3021.
yine kaygıdan dolayı kusmak istiyorum. sanki böyle eriyene kadar kusarsam rahatlayacakmışım gibi. ya da böyle bir süreliğine yok olsam da rahatlayabilirim.
bir de oda arkadaşımı rahatsız etmemek için yatağın içinde fazla hareket etmeden durmak zorundayım. benim şu an odada sakinleşmek için bir oraya bir buraya anlamsızca yürümem gerekiyordu. olmadı dışarı çıkıp uzun süre yürüdükten sonra soğuğu hissedip o anki kaygımı bir şekilde hafifletmem gerekiyordu. şu an yapabileceğim max şey ise lavaboya gidip klozetin kapağına oturup hayatımı sorgulamak ve kalan birkaç parça peçete ile sümüğümü silmek. az önce de benim peçetem bittiği için oda arkadaşımın kağıt havlusunu dızladım ve yüksek ihtimalle daha da akmaya devam edecek olan burnumu onunla silmek zorundayım.
gece umarım çabuk biter. diğer şekilde klozetin kapağının üzerinde hayatın ne kadar anlamsız olduğunu düşünerek ve yerdeki fayansları sayarak /yatağımın içinde put gibi durup sakinleşmeye çalışarak, uykusuz halimle sabahın köründe koydukları o anasını sevdiğimin dersine yetişmeye çalışarak mükemmel bir gün elde edeceğim.
bit artık, bit. seni lanet olası aşağılık herif .

gecenin bitip sabah olduğu zamandan sesleniyorum. geceleri her boku dramatize ediyorum,daha iyi anladım.
devamını gör...
3022.
ben nuh degilim bu tufan beni boğar affet ...
devamını gör...
3023.
normalde bilimkurgu filmlerini ve dizilerini çok sevmeme rağmen bilimkurgu kitaplarını pek okumuyordum. geçen yıl storytelden barış özcan seslendirmesi ile su adamı kitabını dinlemiştim. o kitaptan sonra ara ara bilimkurgu da okumaya karar verdim. olaya temelden girmek istediğim için jules verne kitapları ile başlamak istedim. bir kaç kitabını okudum genelde çocuklara hitap ettiği için yer yer sıkıcı geliyor ama genel olarak ufkumu açan kitaplar oldu. az önce bir buzul yolculugu kitabını bitirdim. buzullar ve soğuk ile ilgili öğrendiğim bir çok bilginin yanı sıra gemicilik ile ilgili de bir çok terim öğrendim. civanın eksi 42 derecede donduğunu da öğrendim. güzel bir kitaptı tavsiye ederim bu sıcak havada okumama rağmen buzullardaki o soğuk havayı hissettim.
devamını gör...
3024.
insanların hayatlarına girmek ve çıkmak günümüzde çok kolay. her insan kendine odaklandığı için bir başkası ona iyi hissettirdiği sürece varlığında bir beis görmüyor ama yokluğu da hayatında bir fark oluşturmuyor. hayat böyle, her insan kendi ihtiyaçları üzerinden davranışlarını belirliyor.
devamını gör...
3025.
dudaklarımı kanatırcasına ısırıyorum günlerdir her sözcük dilimin ucunda küfre dönüyor çünkü bir gök gürlese bari diyorum, bir sağnak patlasa bitse bu sessizlik, bu kirli yapışkanlık bitse
bir tufan az mı gelir yine de.
devamını gör...
3026.
hayatımın özeti olan söz; fazla mütevazilik vasattan nasihat dinlemektir.

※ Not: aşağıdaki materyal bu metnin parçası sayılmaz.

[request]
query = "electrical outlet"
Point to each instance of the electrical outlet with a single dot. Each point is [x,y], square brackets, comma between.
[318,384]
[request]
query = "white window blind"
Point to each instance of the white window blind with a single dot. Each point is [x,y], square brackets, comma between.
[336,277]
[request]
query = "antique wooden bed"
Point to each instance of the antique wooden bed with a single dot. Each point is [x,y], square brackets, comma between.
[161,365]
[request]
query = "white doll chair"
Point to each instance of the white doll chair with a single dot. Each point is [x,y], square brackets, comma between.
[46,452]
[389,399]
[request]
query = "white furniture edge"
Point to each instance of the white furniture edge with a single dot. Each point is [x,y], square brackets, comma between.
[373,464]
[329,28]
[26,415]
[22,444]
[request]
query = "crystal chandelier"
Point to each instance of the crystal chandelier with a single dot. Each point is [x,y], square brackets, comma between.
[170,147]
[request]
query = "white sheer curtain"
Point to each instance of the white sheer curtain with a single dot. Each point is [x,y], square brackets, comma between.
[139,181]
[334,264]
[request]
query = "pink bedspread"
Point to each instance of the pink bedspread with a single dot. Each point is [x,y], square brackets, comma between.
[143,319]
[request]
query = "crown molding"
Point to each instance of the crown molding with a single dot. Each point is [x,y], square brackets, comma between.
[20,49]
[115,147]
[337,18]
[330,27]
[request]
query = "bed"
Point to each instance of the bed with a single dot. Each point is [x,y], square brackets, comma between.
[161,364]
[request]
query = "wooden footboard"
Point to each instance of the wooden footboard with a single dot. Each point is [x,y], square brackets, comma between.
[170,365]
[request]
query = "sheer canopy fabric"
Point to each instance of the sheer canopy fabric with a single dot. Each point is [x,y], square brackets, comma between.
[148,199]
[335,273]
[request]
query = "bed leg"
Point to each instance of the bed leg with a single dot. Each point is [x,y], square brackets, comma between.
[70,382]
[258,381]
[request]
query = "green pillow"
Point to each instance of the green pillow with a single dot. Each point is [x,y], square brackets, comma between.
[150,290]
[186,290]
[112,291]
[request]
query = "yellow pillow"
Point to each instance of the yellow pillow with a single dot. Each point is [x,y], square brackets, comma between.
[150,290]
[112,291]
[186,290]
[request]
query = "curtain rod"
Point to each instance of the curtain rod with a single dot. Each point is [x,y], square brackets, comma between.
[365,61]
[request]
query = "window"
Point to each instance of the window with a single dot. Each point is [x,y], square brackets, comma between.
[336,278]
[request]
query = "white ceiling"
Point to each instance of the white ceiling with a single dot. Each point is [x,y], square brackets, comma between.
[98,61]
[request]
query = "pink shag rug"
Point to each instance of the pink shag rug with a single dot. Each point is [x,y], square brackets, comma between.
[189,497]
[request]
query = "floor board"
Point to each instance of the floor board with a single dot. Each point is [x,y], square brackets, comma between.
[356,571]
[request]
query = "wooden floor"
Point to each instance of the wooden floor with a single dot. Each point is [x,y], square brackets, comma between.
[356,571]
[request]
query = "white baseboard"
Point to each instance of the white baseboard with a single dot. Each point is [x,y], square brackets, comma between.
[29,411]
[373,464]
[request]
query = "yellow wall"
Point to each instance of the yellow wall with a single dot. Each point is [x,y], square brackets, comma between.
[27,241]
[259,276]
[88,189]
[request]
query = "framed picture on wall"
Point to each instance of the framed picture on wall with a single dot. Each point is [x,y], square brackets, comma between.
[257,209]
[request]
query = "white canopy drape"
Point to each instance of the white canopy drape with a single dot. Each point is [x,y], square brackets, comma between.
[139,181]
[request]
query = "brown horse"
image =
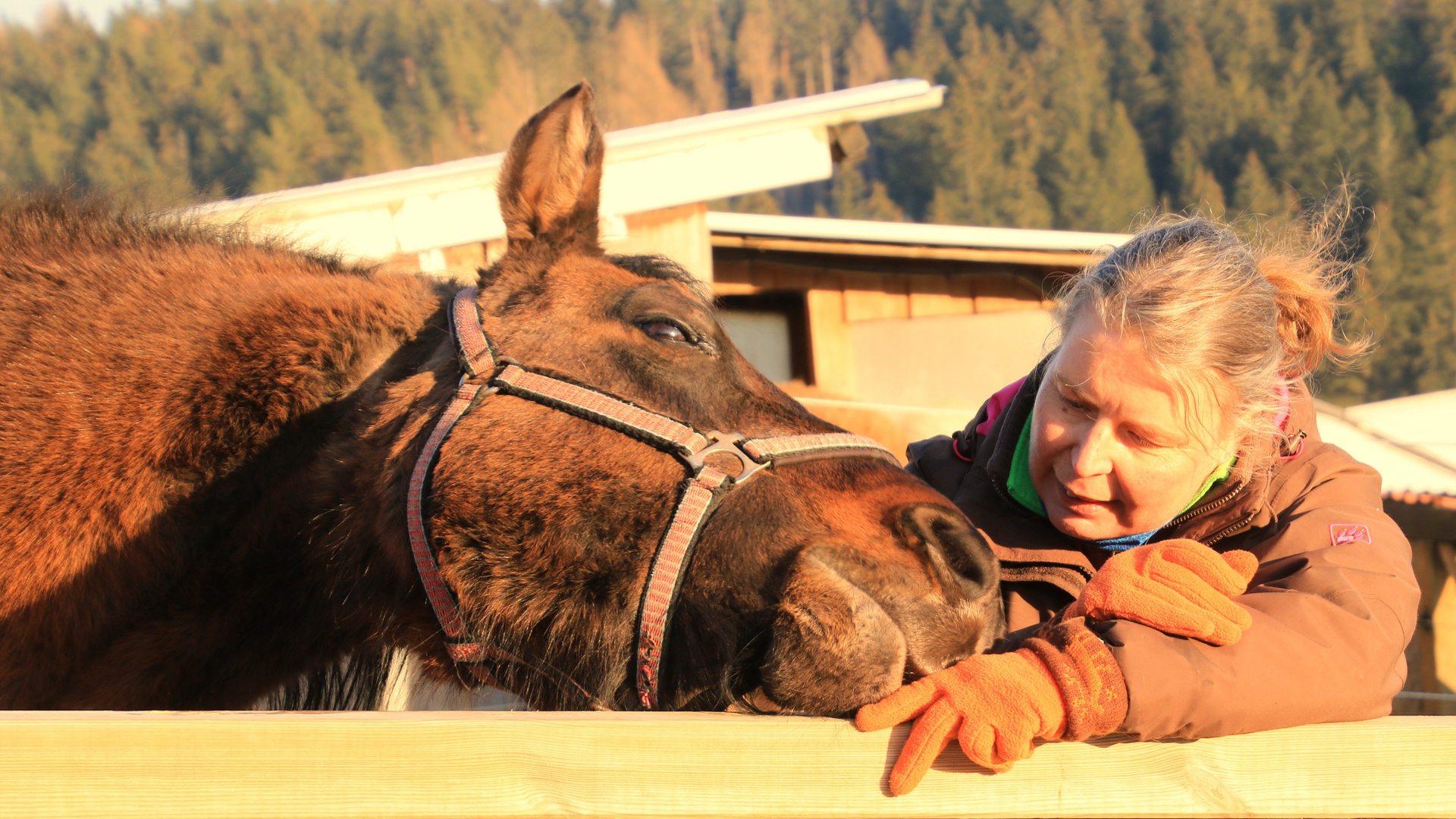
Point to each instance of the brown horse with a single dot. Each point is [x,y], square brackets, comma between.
[206,447]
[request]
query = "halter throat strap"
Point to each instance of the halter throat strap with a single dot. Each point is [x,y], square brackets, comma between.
[487,373]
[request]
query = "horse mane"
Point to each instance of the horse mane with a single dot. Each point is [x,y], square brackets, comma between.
[36,222]
[357,682]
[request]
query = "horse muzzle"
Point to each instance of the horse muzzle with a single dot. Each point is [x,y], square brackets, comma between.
[849,632]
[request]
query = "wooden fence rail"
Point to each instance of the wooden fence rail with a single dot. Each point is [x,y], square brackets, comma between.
[510,764]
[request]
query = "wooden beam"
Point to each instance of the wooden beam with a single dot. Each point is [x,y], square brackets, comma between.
[164,765]
[1041,259]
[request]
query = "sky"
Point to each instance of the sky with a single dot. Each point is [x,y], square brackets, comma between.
[30,12]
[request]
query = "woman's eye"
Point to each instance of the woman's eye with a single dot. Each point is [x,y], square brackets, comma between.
[664,331]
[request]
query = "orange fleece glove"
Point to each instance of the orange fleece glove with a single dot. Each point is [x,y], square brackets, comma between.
[1062,684]
[1178,588]
[998,703]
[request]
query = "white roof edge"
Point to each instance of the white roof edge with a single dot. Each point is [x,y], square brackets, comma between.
[835,108]
[909,234]
[1404,469]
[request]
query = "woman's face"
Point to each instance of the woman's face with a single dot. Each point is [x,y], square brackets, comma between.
[1112,447]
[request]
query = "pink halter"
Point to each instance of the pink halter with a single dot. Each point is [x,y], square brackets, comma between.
[485,375]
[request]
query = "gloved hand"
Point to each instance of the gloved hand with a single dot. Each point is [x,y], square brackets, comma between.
[996,703]
[1175,586]
[1062,684]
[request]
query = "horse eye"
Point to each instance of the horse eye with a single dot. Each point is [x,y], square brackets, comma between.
[664,331]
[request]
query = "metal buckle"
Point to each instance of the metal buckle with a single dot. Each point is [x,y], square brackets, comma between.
[726,442]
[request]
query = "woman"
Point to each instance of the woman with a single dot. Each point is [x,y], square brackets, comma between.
[1159,461]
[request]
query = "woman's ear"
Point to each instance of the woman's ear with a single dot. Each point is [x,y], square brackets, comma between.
[551,183]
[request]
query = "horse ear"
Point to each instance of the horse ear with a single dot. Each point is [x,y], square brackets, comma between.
[551,183]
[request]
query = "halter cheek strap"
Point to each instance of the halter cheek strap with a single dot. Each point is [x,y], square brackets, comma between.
[704,488]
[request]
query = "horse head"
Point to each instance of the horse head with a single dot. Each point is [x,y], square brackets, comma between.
[817,586]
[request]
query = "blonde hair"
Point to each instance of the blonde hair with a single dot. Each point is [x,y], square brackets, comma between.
[1242,318]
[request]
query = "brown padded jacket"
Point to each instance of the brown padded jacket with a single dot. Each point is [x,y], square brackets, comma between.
[1334,599]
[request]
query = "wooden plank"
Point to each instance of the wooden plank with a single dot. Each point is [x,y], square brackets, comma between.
[934,295]
[680,234]
[476,764]
[832,347]
[871,297]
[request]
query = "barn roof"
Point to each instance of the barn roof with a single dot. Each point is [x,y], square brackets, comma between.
[647,168]
[1405,471]
[1423,423]
[903,240]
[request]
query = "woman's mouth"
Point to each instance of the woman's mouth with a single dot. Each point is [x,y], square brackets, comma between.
[1085,503]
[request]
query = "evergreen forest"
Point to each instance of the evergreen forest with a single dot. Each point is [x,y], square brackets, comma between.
[1074,114]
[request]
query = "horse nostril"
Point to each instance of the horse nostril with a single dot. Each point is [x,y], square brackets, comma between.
[959,554]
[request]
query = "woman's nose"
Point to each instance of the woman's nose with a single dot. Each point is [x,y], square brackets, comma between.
[1094,453]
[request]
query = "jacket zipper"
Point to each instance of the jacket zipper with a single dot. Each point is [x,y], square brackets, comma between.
[1229,529]
[1190,515]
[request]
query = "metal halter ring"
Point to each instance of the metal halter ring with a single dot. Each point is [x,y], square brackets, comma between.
[728,444]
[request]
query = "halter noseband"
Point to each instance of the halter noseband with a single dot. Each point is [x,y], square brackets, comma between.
[485,375]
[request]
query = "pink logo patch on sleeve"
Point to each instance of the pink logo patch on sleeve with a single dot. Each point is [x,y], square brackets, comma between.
[1341,534]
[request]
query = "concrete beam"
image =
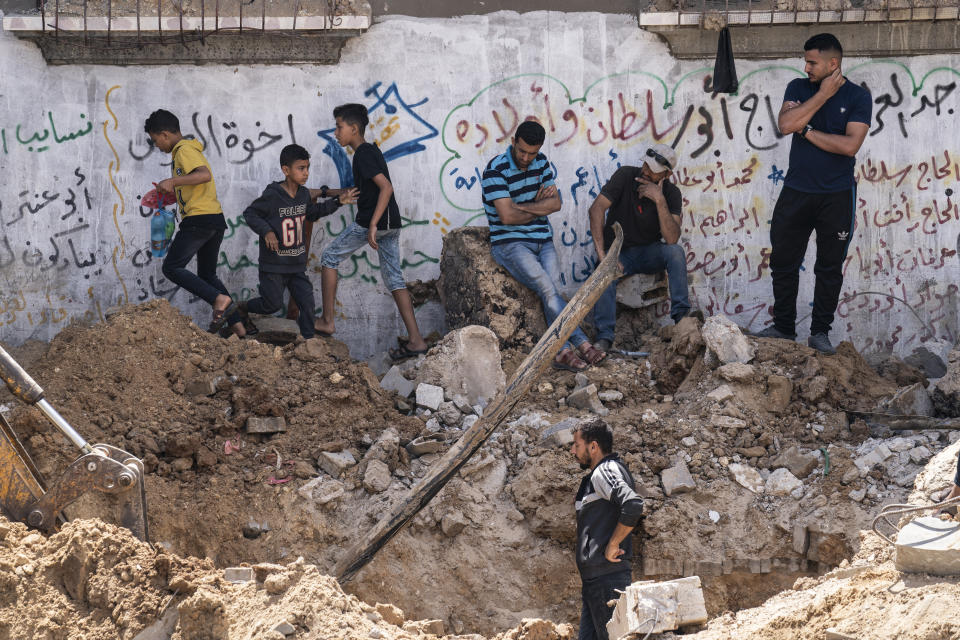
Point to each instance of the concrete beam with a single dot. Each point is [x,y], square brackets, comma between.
[256,48]
[786,40]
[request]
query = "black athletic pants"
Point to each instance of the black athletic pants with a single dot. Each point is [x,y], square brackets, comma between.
[796,215]
[271,297]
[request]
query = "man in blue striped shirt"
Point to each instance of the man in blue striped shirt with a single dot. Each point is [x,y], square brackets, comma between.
[518,195]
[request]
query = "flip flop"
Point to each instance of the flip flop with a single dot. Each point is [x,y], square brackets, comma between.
[220,316]
[404,352]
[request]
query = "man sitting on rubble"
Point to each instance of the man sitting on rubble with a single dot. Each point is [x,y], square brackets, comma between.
[518,195]
[608,509]
[648,207]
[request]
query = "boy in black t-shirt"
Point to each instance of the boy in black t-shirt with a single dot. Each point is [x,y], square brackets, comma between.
[278,216]
[377,224]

artık içime atacak yer kalmadı, buraya döküleyim. her şey nisan 89'da başladı. ilk nefesle adım attığım bu yol aileden, özellikle de annemden aldığım eğitim sonrası etrafımdaki vasatların beni kendinden üstün görüp akıl verir olduğu bir cendereye dönüştü. yetiştiriliş tarzı çok önemli, o yüzden ilerde çocuğum olduğunda burnundan kıl aldırmayan, ego fıçısı insanlara karşı dik durması, alttan almamasını öğütleyerek başlayacağım eğitimine.

kısa özetten sonra gelelim hangi durumların bu satırları yazmama sebep olduğuna. gerçi hangi birinden başlasam bilemiyorum. hem özel hayatımda, hem okul hayatımda, hem de şu an içinde bulunduğum iş hayatında aslında terazinin iki kefesine konulsak ağır basmayacak insanlar etrafımda yaşam koçu, bilirkişi modunda oldular hep.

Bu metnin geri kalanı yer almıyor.